A basic way to generate a null model is to shuffle the edges of the graph (positive and negative with equal rate):
By feeding the null matrix R in all the functions that were used to analyze the original matrix many times we can obtain a null distribution of the Q values and compute the corresponding p-values and z-score.
Many null hypothesis scenarios can be valid for various cases, each one of them aiming at exploiting specific idiosyncrasies of the data and/or the similarity metric used. Therefore it is advisable to construct null models that control for specific aspects of the data analysis.
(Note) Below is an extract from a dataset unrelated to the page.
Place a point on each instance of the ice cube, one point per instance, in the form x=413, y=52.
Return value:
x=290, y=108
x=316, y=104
For instance, in the case of a NxM multidimensional dataset, we can permute the dimensions of each data point N and subsequently compute the similarity matrix. This creates a “null” relation that exists among two data points in the M dimensional space. Obtaining null matrices from such a procedure again leads to the estimation of the null distribution of the Q values and allowing the computation of the corresponding p-values and z-score.
Canonical Discriminant Analysis
Given a partitioning of N datapoints of a NxM multivariate dataset into K groups, e.g. by using the aforementioned module detection algorithm, it is instructive to unveil the most prominent dimensions contributing to the “separability” of the groups. One way to answer such a question is through the use of Canonical Discriminant Analysis (CDA). CDA is similar to Principal Component Analysis but instead of seeking to explain most of the variance between the datapoints, it focuses on between groups variance (see e.g. Legendre and Legendre, 1998 for more details). We can perform CDA with the following function:
>> [result]= f_cda(D,Ci_Consensus,2,1000,1,0) ;
Note that the struct “result” contains also many useful statistics such as Wilks’ lambda and trace stats and also their respective p-values.
The above figure projects the M dimensional data in the 2D space spanned by the first canonical axis. Note that since we only have 3 groups the 2 canonical axis explain in total 100% of the variance. Note the good separability of the groups and the prominent role of the dimensions/features Sustain Choice and ITI and evaluate for the separability of the 3 groups. In the aforementioned example (grouping of neurons based on their functional temporal profile across 7 dimensions:’Offer’,’Shift’,’Attention’,’Rotation’,’Choice’,’Reward’,’ITI’) we have 7 dimensions but other datasets of course can have an, in theory, arbitrary number M of dimensions/features.